A goodness-of-fit v2 test was used to exam Hardy-Weinberg equilibrium for biallelic markers. Mann-Whitney U test were used to evaluate the differences among demographic characteristics between PCa group and controls. The odds ratios (ORs) with 95% confidence intervals (CIs) were calculated using logistic regression models to estimate the association between genotypic frequencies and different clinicopathological characteristics. The statistical significant difference was defined as p<0.05. All the data were analyzed using Statistical Analytic System (SAS Institute, Cary, NC, USA) software (vers. 9.1, 2005) for Windows.
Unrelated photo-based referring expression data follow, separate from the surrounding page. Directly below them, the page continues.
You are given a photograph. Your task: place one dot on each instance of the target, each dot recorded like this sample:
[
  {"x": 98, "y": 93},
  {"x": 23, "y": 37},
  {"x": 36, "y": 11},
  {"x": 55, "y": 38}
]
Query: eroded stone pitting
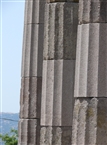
[{"x": 90, "y": 121}]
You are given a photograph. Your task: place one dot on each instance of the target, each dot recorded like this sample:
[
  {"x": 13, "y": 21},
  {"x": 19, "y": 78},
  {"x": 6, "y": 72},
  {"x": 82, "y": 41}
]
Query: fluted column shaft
[
  {"x": 31, "y": 75},
  {"x": 90, "y": 108},
  {"x": 58, "y": 72}
]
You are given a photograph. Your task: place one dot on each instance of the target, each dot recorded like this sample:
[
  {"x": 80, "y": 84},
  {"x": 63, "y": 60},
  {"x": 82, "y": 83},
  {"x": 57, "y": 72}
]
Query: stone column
[
  {"x": 90, "y": 109},
  {"x": 61, "y": 19},
  {"x": 31, "y": 82}
]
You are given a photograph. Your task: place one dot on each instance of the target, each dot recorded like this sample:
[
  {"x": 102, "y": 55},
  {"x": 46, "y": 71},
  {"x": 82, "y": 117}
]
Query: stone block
[
  {"x": 57, "y": 92},
  {"x": 34, "y": 11},
  {"x": 28, "y": 132},
  {"x": 90, "y": 121},
  {"x": 52, "y": 1},
  {"x": 30, "y": 99},
  {"x": 32, "y": 50},
  {"x": 92, "y": 11},
  {"x": 55, "y": 136},
  {"x": 60, "y": 34},
  {"x": 91, "y": 61}
]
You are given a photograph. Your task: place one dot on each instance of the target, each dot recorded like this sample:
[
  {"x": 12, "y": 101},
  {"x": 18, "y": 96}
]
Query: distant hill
[{"x": 8, "y": 121}]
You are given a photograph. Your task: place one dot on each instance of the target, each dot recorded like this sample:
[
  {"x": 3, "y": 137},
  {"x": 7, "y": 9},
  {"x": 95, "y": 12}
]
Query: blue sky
[{"x": 11, "y": 38}]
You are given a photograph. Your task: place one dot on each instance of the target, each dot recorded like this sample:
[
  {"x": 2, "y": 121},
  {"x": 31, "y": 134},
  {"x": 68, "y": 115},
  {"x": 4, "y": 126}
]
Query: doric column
[
  {"x": 90, "y": 109},
  {"x": 31, "y": 82},
  {"x": 61, "y": 19}
]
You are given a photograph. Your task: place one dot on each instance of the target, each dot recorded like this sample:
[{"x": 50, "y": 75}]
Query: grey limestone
[
  {"x": 53, "y": 1},
  {"x": 60, "y": 31},
  {"x": 30, "y": 98},
  {"x": 55, "y": 136},
  {"x": 92, "y": 11},
  {"x": 91, "y": 61},
  {"x": 57, "y": 92},
  {"x": 33, "y": 13},
  {"x": 32, "y": 54},
  {"x": 90, "y": 121},
  {"x": 29, "y": 132}
]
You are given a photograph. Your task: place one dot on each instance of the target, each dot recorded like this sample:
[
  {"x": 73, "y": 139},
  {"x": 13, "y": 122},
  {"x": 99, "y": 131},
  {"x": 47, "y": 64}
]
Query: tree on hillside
[{"x": 10, "y": 138}]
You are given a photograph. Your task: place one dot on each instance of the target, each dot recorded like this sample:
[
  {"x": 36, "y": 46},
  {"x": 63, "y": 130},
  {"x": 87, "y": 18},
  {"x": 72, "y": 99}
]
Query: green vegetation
[{"x": 10, "y": 138}]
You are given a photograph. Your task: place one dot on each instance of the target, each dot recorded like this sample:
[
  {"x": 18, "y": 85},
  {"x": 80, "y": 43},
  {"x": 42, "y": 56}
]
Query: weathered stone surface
[
  {"x": 30, "y": 99},
  {"x": 34, "y": 11},
  {"x": 29, "y": 132},
  {"x": 57, "y": 92},
  {"x": 55, "y": 136},
  {"x": 60, "y": 34},
  {"x": 90, "y": 121},
  {"x": 91, "y": 61},
  {"x": 92, "y": 11},
  {"x": 32, "y": 50},
  {"x": 62, "y": 1}
]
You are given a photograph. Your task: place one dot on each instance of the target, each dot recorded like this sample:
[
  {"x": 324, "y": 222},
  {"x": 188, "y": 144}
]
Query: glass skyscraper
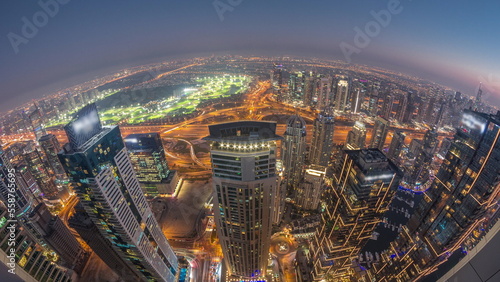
[
  {"x": 455, "y": 207},
  {"x": 149, "y": 161},
  {"x": 244, "y": 175},
  {"x": 102, "y": 175}
]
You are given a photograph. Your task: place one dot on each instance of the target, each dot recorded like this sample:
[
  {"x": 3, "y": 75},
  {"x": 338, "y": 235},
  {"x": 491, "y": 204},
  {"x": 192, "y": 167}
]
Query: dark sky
[{"x": 454, "y": 43}]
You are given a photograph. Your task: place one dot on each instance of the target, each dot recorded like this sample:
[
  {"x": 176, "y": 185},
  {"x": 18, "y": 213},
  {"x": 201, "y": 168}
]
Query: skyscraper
[
  {"x": 356, "y": 138},
  {"x": 341, "y": 95},
  {"x": 397, "y": 143},
  {"x": 324, "y": 90},
  {"x": 294, "y": 150},
  {"x": 57, "y": 235},
  {"x": 101, "y": 172},
  {"x": 322, "y": 140},
  {"x": 309, "y": 89},
  {"x": 277, "y": 76},
  {"x": 309, "y": 191},
  {"x": 149, "y": 161},
  {"x": 33, "y": 263},
  {"x": 387, "y": 106},
  {"x": 454, "y": 207},
  {"x": 364, "y": 182},
  {"x": 37, "y": 124},
  {"x": 243, "y": 158},
  {"x": 40, "y": 171},
  {"x": 51, "y": 148},
  {"x": 379, "y": 133},
  {"x": 357, "y": 100}
]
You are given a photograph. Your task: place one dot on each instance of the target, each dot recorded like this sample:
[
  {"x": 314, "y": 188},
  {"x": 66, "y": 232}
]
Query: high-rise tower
[
  {"x": 322, "y": 140},
  {"x": 244, "y": 175},
  {"x": 51, "y": 148},
  {"x": 356, "y": 138},
  {"x": 364, "y": 182},
  {"x": 379, "y": 134},
  {"x": 341, "y": 95},
  {"x": 149, "y": 161},
  {"x": 397, "y": 143},
  {"x": 294, "y": 150},
  {"x": 102, "y": 175},
  {"x": 456, "y": 205}
]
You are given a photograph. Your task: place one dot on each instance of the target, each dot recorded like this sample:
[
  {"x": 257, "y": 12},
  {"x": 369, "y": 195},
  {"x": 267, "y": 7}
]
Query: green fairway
[{"x": 207, "y": 88}]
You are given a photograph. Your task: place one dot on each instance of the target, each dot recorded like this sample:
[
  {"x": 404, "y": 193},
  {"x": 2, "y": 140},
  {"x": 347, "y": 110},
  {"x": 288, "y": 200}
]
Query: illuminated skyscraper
[
  {"x": 102, "y": 175},
  {"x": 397, "y": 143},
  {"x": 33, "y": 263},
  {"x": 309, "y": 89},
  {"x": 387, "y": 106},
  {"x": 357, "y": 100},
  {"x": 12, "y": 187},
  {"x": 322, "y": 140},
  {"x": 51, "y": 148},
  {"x": 456, "y": 205},
  {"x": 149, "y": 161},
  {"x": 379, "y": 133},
  {"x": 244, "y": 176},
  {"x": 324, "y": 93},
  {"x": 57, "y": 235},
  {"x": 364, "y": 182},
  {"x": 310, "y": 189},
  {"x": 40, "y": 171},
  {"x": 341, "y": 95},
  {"x": 277, "y": 76},
  {"x": 293, "y": 151},
  {"x": 36, "y": 121},
  {"x": 356, "y": 138}
]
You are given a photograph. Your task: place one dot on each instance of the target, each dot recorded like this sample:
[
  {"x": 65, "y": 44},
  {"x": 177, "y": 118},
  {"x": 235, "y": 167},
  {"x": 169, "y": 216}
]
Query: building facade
[
  {"x": 379, "y": 134},
  {"x": 243, "y": 158},
  {"x": 103, "y": 177},
  {"x": 293, "y": 151},
  {"x": 322, "y": 139},
  {"x": 149, "y": 161},
  {"x": 363, "y": 184},
  {"x": 455, "y": 208}
]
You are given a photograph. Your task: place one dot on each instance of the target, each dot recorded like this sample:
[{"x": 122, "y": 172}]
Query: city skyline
[
  {"x": 249, "y": 141},
  {"x": 451, "y": 52}
]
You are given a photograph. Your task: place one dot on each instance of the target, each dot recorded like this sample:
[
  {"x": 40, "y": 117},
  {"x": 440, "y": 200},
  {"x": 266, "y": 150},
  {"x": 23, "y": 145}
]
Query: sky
[{"x": 50, "y": 44}]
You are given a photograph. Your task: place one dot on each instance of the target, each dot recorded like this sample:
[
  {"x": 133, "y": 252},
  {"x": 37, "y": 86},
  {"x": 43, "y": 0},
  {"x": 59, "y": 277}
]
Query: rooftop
[{"x": 243, "y": 131}]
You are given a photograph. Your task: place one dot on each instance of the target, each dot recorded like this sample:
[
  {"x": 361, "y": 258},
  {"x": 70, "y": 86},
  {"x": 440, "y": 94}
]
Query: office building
[
  {"x": 460, "y": 200},
  {"x": 103, "y": 177},
  {"x": 308, "y": 192},
  {"x": 294, "y": 151},
  {"x": 379, "y": 134},
  {"x": 100, "y": 244},
  {"x": 309, "y": 90},
  {"x": 51, "y": 148},
  {"x": 57, "y": 235},
  {"x": 243, "y": 158},
  {"x": 364, "y": 182},
  {"x": 341, "y": 95},
  {"x": 322, "y": 139},
  {"x": 324, "y": 93},
  {"x": 33, "y": 263},
  {"x": 357, "y": 100},
  {"x": 37, "y": 124},
  {"x": 397, "y": 143},
  {"x": 38, "y": 168},
  {"x": 150, "y": 163},
  {"x": 356, "y": 137},
  {"x": 13, "y": 186}
]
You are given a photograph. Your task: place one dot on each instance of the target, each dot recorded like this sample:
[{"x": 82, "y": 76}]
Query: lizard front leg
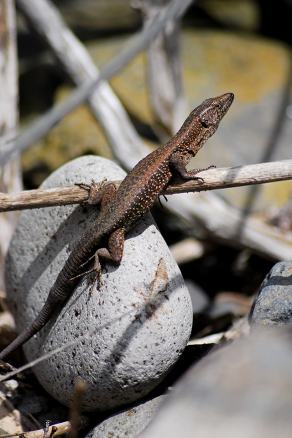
[{"x": 178, "y": 162}]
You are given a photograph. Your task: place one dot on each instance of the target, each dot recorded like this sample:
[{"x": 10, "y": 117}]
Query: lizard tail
[{"x": 39, "y": 322}]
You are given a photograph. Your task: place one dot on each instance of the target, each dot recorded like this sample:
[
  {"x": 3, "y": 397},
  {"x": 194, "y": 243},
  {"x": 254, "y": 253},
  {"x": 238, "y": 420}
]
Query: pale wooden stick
[
  {"x": 53, "y": 431},
  {"x": 213, "y": 179}
]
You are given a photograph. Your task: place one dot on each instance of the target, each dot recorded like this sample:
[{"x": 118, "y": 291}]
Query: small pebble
[{"x": 273, "y": 303}]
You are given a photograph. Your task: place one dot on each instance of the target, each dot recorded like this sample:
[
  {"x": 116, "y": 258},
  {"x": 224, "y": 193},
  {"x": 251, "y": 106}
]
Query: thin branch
[
  {"x": 53, "y": 431},
  {"x": 137, "y": 43},
  {"x": 213, "y": 179},
  {"x": 73, "y": 56}
]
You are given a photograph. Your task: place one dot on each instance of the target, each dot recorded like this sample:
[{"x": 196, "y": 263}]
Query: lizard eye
[{"x": 204, "y": 123}]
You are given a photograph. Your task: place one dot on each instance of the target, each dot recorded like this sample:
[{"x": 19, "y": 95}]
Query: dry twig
[
  {"x": 136, "y": 44},
  {"x": 213, "y": 179}
]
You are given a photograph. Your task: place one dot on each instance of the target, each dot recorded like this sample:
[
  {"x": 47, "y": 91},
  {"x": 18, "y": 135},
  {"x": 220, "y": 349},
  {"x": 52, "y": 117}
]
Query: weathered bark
[{"x": 10, "y": 179}]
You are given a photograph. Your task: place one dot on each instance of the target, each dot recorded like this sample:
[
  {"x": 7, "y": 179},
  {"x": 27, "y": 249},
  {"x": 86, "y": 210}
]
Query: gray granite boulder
[
  {"x": 273, "y": 303},
  {"x": 129, "y": 331},
  {"x": 129, "y": 423},
  {"x": 243, "y": 390}
]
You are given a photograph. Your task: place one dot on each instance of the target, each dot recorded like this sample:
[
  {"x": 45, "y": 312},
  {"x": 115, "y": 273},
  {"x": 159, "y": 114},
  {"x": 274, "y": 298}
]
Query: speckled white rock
[
  {"x": 124, "y": 351},
  {"x": 129, "y": 423}
]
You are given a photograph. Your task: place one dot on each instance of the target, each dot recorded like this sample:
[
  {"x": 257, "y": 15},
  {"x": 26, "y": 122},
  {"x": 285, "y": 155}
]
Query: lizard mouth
[{"x": 226, "y": 100}]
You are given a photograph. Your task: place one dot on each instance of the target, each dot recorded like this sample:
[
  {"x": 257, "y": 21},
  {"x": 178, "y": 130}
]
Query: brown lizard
[{"x": 122, "y": 207}]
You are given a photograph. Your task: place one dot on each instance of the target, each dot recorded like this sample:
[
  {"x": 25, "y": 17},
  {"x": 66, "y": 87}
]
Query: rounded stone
[
  {"x": 273, "y": 303},
  {"x": 122, "y": 335}
]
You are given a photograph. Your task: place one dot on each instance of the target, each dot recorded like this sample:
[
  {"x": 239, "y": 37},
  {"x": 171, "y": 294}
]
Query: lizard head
[
  {"x": 203, "y": 121},
  {"x": 212, "y": 110}
]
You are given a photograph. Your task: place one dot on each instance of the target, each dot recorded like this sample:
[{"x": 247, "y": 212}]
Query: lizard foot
[{"x": 93, "y": 190}]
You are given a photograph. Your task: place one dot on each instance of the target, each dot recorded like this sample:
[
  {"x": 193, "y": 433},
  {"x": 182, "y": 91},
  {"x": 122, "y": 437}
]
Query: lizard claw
[{"x": 93, "y": 190}]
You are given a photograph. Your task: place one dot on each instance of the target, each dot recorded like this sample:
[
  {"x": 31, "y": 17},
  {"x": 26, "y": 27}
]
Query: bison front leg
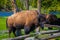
[
  {"x": 10, "y": 30},
  {"x": 27, "y": 29}
]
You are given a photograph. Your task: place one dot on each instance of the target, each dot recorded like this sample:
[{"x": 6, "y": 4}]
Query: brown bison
[{"x": 27, "y": 20}]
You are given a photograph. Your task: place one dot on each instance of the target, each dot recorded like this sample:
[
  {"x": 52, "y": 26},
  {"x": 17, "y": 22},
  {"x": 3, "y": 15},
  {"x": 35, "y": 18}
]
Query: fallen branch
[{"x": 43, "y": 32}]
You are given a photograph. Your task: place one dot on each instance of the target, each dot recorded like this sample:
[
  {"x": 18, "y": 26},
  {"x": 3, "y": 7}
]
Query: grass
[{"x": 3, "y": 27}]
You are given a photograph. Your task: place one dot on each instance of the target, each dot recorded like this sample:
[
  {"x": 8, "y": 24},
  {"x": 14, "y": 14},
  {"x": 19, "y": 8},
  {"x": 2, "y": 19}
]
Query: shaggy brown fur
[{"x": 24, "y": 19}]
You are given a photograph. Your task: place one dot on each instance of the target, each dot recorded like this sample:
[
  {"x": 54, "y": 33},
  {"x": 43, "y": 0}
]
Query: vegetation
[{"x": 47, "y": 5}]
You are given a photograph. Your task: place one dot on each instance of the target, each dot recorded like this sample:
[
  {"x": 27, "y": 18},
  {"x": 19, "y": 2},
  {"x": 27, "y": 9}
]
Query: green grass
[{"x": 3, "y": 27}]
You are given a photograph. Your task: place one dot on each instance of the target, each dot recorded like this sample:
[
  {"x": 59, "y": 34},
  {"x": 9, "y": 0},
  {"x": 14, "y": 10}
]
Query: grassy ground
[{"x": 3, "y": 27}]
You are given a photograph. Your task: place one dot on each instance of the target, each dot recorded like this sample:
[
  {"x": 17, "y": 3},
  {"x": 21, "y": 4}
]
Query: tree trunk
[
  {"x": 27, "y": 4},
  {"x": 14, "y": 6},
  {"x": 39, "y": 6}
]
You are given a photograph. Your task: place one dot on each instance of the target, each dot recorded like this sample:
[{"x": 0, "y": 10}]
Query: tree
[
  {"x": 27, "y": 4},
  {"x": 39, "y": 6}
]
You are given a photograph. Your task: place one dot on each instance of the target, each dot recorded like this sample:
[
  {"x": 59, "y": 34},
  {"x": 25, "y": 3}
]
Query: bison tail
[{"x": 6, "y": 23}]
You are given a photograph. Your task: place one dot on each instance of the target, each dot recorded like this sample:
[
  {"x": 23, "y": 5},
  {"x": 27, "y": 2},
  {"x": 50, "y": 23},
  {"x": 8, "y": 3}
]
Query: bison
[{"x": 27, "y": 20}]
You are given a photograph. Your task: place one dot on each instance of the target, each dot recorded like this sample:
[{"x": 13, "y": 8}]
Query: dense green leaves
[{"x": 5, "y": 5}]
The demographic characteristics in 579 patients were presented in this study (Table 1). At diagnosis, 334 patients (57.7%) were older than 65-year-old, 270 patients (46.6%) had initial PSA level more than 10 ng/mL, 501 patients (86.5%) were clinically localized disease (cT1+cT2). 273 and 49 patients had pathological proof locally advanced disease (pT3+pT4) (47.2%) and lymph node metastasis (8.5%) respectively. The percentages of low-, intermediate-, and high-risk PCa according to D'Amico classification were 10.4% (60), 38.0% (220), and 51.6% (299).
The distributions of demographical characteristics in 579 patients with prostate cancer.
Variable | Patients (N=579) |
---|---|
Age at diagnosis (years) | |
≤ 65 | 245 (42.3 %) |
> 65 | 334 (57.7 %) |
PSA at diagnosis (ng/mL) | |
≤ 10 | 309 (53.4 %) |
> 10 | 270 (46.6 %) |
Pathologic Gleason grade group | |
1+2+3 | 484 (83.6 %) |
4+5 | 95 (16.4 %) |
Clinical T stage | |
1+2 | 501 (86.5 %) |
3+4 | 78 (13.5 %) |
Pathologic T stage | |
2 | 306 (52.8 %) |
3+4 | 273 (47.2 %) |
Pathologic N stage | |
N0 | 530 (91.5 %) |
N1 | 49 (8.5 %) |
Seminal vesicle invasion | |
No | 452 (78.1 %) |
Yes | 127 (21.9 %) |
Perineural invasion | |
No | 155 (26.8 %) |
Yes | 424 (73.2 %) |
Lymphovascular invasion | |
No | 482 (83.2 %) |
Yes | 97 (16.8 %) |
D'Amico classification | |
Low risk | 60 (10.4 %) |
Intermediate risk | 220 (38.0 %) |
High risk | 299 (51.6 %) |
The allele frequency of GAS5 rs145204276 SNP in the patients with PCa and non-cancer controls is shown in Table 2. In our recruited control group, the frequencies of GAS5 rs145204276 (χ2 value: 0.132, p=0.717) was in Hardy-Weinberg equilibrium. However, there are no significant correlations noted in all codominant/dominant/recessive/additive models. In the table 3, we evaluate the association of clinicopathologic characteristics of patients with PCa and GAS5 rs145204276 polymorphism. Patients who carries genotype ins/del or del/del showed decreased risk of pathological lymph node metastasis disease (OR=0.545; 95% CI=0.301-0.988, p=0.043) and risk of seminal vesicle invasion (OR=0.632; 95% CI=0.426-0.939, p=0.022) comparing to with genotype ins/ins. The risk of lymphovascular invasion is also slightly lower in patients who carry at least one del phenotype but there is no statistical significance (OR=0.647; 95% CI=0.435-1.044, p=0.076). And no difference was noted in other well-known prognostic factors such as initial PSA level, pathological gleason grade group, clinical/pathological T stage and D'Amico risk classification.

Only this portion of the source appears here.